When we arrived in Baltimore, my father looked around for something to do and decided he wanted to return to the land and become a chicken farmer. He was forty-six years old.
We moved to our new farm on April 1, 1941. It was located northwest of the city, off of Liberty Road, beyond Deer Park Road. There was a wood frame house, and we also had a stable and a large group of chicken houses, which were what had attracted Vati to the farm. Soon, we acquired a horse, a cow named Mookie, and about 3,000 chickens. My father used the horse to plow, and we raised corn and tomatoes, cabbage and lettuce, and all sorts of other vegetables. Most of our property consisted of arable land and meadows, which provided enough feed for the horse and the cow during the summer.

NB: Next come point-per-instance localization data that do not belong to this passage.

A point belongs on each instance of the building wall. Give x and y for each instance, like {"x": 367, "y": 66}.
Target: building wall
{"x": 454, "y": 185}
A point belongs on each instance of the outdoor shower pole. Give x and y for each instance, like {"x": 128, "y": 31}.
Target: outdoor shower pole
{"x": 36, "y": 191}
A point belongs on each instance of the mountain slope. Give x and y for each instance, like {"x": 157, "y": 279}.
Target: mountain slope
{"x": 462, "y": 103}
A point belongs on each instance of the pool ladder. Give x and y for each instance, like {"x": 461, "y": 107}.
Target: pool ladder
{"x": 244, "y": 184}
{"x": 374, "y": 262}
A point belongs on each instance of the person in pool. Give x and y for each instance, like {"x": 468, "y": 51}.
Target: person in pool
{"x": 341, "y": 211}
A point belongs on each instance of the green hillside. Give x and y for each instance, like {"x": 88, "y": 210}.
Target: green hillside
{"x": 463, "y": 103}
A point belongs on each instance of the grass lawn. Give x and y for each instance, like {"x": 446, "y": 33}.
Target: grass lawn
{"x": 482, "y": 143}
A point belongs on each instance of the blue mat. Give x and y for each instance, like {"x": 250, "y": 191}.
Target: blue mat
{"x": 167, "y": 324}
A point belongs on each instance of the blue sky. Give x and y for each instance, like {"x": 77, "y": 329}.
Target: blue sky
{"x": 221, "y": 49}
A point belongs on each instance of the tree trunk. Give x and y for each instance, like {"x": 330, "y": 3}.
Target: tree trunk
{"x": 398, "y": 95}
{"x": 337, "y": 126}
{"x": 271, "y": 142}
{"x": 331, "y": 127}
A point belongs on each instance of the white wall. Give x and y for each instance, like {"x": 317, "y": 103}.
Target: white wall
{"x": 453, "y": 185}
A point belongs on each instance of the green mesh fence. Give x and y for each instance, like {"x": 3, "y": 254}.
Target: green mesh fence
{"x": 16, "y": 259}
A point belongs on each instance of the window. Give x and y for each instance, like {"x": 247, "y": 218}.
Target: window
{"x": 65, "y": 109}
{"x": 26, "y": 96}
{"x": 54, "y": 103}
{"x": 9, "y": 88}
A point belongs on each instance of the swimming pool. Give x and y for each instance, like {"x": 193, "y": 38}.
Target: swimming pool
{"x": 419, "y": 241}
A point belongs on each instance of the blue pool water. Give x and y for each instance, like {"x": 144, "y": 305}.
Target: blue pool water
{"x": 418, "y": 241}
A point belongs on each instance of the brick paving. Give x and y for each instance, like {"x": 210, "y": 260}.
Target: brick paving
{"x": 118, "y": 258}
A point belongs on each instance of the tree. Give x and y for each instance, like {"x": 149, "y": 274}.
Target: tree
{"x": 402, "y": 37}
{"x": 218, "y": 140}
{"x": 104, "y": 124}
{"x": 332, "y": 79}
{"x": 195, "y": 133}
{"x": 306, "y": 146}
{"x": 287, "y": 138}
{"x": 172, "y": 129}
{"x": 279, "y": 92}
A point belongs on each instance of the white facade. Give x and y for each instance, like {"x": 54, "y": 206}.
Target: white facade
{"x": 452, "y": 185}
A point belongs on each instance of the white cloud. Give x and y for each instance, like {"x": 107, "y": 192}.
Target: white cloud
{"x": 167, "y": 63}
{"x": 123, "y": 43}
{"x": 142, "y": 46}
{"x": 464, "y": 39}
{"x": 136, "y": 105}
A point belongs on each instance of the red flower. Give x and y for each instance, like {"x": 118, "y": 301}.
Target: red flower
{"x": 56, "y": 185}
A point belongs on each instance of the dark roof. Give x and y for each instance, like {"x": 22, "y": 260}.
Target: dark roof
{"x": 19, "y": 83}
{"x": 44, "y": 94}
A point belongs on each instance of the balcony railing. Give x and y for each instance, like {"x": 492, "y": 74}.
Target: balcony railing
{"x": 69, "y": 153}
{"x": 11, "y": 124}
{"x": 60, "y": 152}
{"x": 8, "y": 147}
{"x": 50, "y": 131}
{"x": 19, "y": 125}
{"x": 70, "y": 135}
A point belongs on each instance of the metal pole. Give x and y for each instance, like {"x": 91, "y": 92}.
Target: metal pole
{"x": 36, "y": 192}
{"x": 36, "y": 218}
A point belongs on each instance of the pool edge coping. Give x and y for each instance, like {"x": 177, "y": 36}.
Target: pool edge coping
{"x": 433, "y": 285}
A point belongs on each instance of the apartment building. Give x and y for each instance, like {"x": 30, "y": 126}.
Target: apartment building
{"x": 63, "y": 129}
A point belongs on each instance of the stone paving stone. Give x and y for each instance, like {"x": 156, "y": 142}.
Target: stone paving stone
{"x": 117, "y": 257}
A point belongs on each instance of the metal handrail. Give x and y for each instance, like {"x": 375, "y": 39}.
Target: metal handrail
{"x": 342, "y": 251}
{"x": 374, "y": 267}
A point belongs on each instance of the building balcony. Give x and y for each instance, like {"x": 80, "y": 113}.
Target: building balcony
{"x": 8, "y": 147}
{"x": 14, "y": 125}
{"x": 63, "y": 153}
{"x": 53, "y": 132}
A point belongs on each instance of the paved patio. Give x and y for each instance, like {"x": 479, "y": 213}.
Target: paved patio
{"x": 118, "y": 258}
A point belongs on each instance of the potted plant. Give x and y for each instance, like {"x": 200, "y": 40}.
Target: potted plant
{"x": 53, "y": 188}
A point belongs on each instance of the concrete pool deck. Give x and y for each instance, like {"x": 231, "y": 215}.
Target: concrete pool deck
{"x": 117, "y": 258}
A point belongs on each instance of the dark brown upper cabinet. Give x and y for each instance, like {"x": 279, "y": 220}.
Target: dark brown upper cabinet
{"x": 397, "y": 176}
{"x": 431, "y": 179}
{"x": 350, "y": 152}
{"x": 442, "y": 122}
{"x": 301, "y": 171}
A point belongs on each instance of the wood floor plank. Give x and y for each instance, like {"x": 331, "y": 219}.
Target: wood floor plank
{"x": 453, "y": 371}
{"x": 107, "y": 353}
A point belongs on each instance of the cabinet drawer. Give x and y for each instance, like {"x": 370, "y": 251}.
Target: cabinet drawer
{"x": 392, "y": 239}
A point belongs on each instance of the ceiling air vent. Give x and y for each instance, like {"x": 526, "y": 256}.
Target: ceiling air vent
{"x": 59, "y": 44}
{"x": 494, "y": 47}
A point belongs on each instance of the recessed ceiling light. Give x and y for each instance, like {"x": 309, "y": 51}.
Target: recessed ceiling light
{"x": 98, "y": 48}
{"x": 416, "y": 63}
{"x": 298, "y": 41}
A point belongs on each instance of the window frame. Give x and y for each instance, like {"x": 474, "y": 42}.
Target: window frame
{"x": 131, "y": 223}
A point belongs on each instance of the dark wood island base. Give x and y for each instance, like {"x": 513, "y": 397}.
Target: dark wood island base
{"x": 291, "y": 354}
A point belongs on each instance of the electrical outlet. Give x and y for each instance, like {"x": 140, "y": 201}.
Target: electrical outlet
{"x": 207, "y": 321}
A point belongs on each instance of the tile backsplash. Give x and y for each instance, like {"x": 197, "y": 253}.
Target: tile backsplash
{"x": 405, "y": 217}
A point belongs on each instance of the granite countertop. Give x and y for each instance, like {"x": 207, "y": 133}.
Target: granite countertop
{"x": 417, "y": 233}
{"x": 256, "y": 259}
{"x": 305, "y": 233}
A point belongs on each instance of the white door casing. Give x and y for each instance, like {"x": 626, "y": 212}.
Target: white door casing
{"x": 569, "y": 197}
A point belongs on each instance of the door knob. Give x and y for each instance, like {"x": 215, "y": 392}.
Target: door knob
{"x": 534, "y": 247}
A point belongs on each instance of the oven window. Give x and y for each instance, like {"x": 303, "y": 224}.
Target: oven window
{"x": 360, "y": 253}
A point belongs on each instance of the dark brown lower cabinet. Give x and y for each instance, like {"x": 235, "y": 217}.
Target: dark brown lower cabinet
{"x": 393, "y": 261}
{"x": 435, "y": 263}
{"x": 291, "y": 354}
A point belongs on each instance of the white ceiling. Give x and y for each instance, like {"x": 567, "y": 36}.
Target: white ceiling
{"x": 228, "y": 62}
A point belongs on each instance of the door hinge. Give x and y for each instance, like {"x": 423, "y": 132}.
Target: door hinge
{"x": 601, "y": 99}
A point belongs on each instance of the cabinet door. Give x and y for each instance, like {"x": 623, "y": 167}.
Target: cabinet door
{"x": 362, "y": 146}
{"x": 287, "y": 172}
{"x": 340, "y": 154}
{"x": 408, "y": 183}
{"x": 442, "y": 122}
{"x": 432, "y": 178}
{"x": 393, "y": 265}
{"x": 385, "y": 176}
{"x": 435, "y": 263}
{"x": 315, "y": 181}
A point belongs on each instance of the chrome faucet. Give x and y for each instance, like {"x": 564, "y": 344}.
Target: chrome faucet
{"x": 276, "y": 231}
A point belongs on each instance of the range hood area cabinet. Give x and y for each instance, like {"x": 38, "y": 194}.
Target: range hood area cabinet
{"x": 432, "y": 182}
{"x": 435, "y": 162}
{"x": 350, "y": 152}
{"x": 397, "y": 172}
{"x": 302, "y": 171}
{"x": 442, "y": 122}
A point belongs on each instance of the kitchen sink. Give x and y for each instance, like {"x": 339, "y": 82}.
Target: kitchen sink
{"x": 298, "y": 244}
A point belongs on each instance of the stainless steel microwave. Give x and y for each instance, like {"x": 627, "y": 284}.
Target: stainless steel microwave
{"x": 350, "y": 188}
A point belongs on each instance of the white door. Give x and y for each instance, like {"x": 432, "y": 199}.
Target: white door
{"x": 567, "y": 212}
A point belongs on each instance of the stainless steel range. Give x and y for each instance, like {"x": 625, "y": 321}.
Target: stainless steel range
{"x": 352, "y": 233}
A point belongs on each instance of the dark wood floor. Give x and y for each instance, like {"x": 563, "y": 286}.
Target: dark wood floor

The spring and summer of 1941 were difficult. Vati’s brother Max and his wife Lucy, together with their children Rudy and Inge, had arrived safely in Baltimore shortly after we had the year before, but the rest of the family remained in Germany. So while Vati labored to get the farm going, he also expended enormous amounts of time and energy arranging for his sister, Fanny, and brother-in-law, Bernhard, and his parents to come to the United States. It was clear that his heart was in two places. Martin worked equally frantically, and I still have reams of correspondence between him and my father and various refugee organizations and the U.S. State Department, which shows just how close we were to saving our relatives. In fact, they had reservations on the SS Excalibur, scheduled to sail for New York on November 7 (my birthday). But soon after we received the happy confirmation of their arrival date their luck seemed to turn, and the mail brought one piece of bad news after another.